Debian LTS This was my eight month as a paid contributor and I have been paid to work 12,25 hours on Debian LTS, a project started by Rapha l Hertzog. In that time I did the following:

• From 12. September until 19. September I was in charge of our LTS frontdesk. I triaged bugs in tiff3, mysql-5.5, curl, dropbear, mantis, icu, dwarfutils, jackrabbit, zendframework, zookeeper and graphicsmagick. For the latter I skimmed through all commits since the last version to identify the patches that fix the recent issues in graphicsmagick. I also answered questions on the mailing list and contacted Diego Biurrun again about his progress with libav.
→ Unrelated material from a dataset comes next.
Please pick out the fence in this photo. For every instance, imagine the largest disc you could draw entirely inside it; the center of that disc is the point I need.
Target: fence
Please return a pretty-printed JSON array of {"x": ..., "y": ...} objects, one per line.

It is now anticipated that Hugo Lefeuvre and Diego will issue a new libav security release this month.
• I reviewed and tested a patch by Rapha l Hertzog for roundcube.
• DLA-629-1. Issued a security update for jackrabbit fixing 1 CVE.
• DLA-630-1. Issued a security update for zookeeper fixing 1 CVE.
• DLA-633-1. Issued a security update for wordpress fixing 7 CVE. This one also required backports of certain functions from newer releases and a database upgrade that required careful testing.
• I also issued DLA-622-1 and DLA-623-1, two security issues that I already mentioned last month. It was discovered that Debian s versions of Tomcat were vulnerable to a root privilege escalation issue. However it was also necessary that another exploit, for instance in a web application, could be used to gain write access as the tomcat user. Former security issues were already fixed and new ones are not known. Nevertheless since a zero-day exploit could not be ruled out, the issue was embargoed for a month to give other distributions time to fix this issue as well. You can read more about this topic at legalhackers.com.

Non-maintainer uploads

• I fixed various RC bugs in several games that are not maintained by the Games Team. The following games will be available in Stretch again soon: solarwolf, enigma, open-invaders, crrcsim, noiz2sa, csmash, csmash-demosong and glob2.

Misc

• I packaged a new upstream release of MediathekView.
• I uploaded a new revision of xarchiver and applied a patch from Helmut Grohne that made it possible to cross-build the package.